Такова панорама Дикого Запада; такова та страна, в которой разыгрывались описываемые нами события.
II. Степные купцы
«Нью-Орлеан, 3 апреля 18++ г.
Дорогой Сен-Врэн!
Рекомендую Вам моего молодого друга, Генри Галлера, отправляющегося в Сен-Луи, чтобы повидать живописные местности.

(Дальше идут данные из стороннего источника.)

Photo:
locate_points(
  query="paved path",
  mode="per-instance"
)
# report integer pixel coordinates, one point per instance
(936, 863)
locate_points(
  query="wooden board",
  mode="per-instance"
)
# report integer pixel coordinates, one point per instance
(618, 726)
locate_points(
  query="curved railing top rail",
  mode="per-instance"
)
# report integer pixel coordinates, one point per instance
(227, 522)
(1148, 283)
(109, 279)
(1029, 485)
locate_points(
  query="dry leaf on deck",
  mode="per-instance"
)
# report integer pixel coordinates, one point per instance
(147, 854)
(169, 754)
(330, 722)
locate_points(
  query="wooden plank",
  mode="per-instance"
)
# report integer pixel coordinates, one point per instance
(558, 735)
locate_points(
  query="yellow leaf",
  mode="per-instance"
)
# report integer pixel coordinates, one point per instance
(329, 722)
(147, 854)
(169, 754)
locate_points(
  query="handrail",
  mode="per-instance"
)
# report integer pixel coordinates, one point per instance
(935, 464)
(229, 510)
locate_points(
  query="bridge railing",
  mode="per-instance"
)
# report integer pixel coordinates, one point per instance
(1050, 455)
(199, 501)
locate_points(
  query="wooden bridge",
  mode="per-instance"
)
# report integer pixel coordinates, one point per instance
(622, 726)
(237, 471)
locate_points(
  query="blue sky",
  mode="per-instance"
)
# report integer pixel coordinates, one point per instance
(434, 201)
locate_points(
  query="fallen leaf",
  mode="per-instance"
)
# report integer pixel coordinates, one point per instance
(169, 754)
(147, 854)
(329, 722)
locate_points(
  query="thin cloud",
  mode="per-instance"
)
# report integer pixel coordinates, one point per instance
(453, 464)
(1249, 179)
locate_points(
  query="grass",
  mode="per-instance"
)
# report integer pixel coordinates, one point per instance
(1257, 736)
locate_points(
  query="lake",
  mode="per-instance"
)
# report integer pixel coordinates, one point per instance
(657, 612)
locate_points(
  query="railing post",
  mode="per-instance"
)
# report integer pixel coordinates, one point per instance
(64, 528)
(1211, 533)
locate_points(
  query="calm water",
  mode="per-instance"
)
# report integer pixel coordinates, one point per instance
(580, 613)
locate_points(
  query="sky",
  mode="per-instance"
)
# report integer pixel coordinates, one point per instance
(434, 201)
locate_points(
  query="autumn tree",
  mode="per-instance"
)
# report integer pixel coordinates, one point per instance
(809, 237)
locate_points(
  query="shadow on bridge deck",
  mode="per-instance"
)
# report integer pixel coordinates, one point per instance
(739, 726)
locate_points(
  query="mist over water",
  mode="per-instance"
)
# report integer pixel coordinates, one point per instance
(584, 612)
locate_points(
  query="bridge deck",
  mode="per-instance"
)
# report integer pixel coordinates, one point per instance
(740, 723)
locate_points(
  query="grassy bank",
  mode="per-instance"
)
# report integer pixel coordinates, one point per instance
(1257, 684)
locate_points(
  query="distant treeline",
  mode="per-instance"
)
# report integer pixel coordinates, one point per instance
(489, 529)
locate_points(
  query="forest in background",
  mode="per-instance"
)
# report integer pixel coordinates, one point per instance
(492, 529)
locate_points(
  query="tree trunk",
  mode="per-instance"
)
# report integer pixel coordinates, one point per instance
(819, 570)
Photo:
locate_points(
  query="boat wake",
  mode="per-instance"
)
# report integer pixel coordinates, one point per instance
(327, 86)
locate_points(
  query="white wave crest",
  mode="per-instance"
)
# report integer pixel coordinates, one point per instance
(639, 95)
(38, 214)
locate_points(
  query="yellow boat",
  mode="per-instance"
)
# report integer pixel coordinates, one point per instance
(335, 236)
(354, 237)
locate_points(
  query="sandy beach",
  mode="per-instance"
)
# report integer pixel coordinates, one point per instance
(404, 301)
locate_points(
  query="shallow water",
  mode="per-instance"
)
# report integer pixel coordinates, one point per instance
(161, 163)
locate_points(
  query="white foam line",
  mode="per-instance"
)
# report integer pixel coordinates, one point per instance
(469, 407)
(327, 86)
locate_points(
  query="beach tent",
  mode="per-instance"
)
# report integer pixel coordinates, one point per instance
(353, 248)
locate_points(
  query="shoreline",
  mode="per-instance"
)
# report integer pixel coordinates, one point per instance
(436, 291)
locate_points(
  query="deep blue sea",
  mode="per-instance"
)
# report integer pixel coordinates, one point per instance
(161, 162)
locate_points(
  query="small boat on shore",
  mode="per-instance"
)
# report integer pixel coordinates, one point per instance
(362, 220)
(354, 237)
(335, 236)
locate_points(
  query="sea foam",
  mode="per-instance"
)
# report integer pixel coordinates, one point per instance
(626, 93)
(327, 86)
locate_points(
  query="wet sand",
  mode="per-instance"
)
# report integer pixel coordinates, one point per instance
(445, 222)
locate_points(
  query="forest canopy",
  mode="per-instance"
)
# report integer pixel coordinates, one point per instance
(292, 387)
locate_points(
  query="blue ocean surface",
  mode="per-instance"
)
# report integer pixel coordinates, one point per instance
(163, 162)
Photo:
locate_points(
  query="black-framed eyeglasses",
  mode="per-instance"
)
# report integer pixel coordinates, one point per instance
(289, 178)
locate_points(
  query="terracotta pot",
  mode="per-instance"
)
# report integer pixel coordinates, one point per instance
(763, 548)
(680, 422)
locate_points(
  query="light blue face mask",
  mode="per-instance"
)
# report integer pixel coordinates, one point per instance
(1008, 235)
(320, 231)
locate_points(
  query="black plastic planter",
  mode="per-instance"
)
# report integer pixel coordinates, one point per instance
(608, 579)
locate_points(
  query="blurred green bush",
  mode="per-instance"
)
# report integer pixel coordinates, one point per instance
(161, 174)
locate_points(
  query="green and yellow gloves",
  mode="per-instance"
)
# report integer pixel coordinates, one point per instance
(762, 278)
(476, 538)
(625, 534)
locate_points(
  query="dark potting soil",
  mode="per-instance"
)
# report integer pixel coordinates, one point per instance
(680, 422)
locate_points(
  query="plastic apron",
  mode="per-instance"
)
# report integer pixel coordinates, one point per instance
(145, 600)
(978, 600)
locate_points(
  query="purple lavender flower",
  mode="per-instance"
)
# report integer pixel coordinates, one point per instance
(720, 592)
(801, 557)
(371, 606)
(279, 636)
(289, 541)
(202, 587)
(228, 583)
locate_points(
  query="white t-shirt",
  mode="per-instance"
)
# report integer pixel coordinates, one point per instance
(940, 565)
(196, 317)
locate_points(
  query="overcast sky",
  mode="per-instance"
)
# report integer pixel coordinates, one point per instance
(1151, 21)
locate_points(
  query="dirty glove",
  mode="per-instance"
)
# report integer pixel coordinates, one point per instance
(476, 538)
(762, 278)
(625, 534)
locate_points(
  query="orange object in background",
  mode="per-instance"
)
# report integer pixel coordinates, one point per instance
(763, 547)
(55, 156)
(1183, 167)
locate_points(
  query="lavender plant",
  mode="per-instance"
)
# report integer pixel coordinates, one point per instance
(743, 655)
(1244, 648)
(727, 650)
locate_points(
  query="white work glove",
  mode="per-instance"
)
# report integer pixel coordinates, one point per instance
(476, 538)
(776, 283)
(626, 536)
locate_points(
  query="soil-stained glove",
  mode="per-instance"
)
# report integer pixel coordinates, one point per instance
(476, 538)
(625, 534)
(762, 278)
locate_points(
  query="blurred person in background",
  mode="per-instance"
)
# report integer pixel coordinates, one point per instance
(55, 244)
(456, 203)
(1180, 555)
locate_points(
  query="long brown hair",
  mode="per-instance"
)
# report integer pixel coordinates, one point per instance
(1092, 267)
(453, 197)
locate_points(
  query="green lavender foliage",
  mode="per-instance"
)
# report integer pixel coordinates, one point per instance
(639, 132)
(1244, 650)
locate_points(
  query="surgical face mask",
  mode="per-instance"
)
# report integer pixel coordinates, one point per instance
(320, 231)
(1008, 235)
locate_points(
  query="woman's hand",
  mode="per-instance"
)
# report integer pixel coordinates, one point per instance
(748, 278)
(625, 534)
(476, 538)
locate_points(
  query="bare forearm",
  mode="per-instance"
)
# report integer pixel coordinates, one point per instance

Позаботьтесь о том, чтобы он хорошо устроился, и окажите ему содействие в его предприятиях.
Ваш Луи Уальтон.
Чарльзу Сен-Врэну, эсквайру, отель Плантера, Сен-Луи».
С этим лаконическим рекомендательным письмом в кармане Генри Галлер высадился в городе Сен-Луи и, не теряя времени, отправился в отель Плантера, сдал свой багаж, переоделся и тотчас зашел в контору, чтобы повидать Сен-Врэна.
Но его не оказалось, он уехал за несколько дней до прибытия Галлера по Миссури.
Это было для Галлера неприятной неожиданностью, но утешительно было и то, что он узнал: Сен-Врэн должен вернуться не позже как через неделю. Галлер решил дожидаться его возвращения и постараться провести как можно незаметнее предстоявшие скучные дни ожидания в прогулках пешком по городу или верхом за город по степям и холмам.
Одновременно с Галлером приехало в Сен-Луи и остановилось в той же гостинице небольшое общество джентльменов, — по-видимому, хорошо знакомых друг с другом и находившихся в приятельских отношениях. Они вместе бродили по улицам города, сидели рядом за табльдотом и, как заметил Галлер, требовали самых тонких вин и самых дорогих сигар, какие только можно было достать в гостинице.
Маленькое общество приковало к себе внимание Галлера. Ему бросились в глаза и своеобразное поведение их, и их непринужденные, свободные манеры, и юношеская веселость, столь характерно отличающая уроженцев Западной Америки.
Обращало на себя внимание еще и то, что все они были почти одинаково одеты; в изящных черных костюмах, в белоснежном белье и с бриллиантовыми булавками в галстуках, они казались почти похожими друг на друга. Все они носили длинные волнистые волосы до плеч, а на некоторых были отложные воротники, обнажавшие здоровые загорелые шеи.
— Кто эти господа? — спросил наконец Галлер через несколько дней своего соседа по табльдоту, указывая глазами на приятельскую компанию.
— Это степные купцы.
— Степные купцы?
— Да, торговцы из Санта-Фе.
— Торговцы? — повторил с некоторым недоумением Галлер, так как в его уме плохо вязалась изящная наружность с представлением о торговцах и о степях.
— Да, — сказал его собеседник, — вон тот сильный, красивый мужчина, который сидит посредине, это Бент, Билл Бент, как его называют; по правую руку от него — молодой Сюблет; по левую — один из братьев Шото, а рядом с ним — известный Джерри Фольгэр.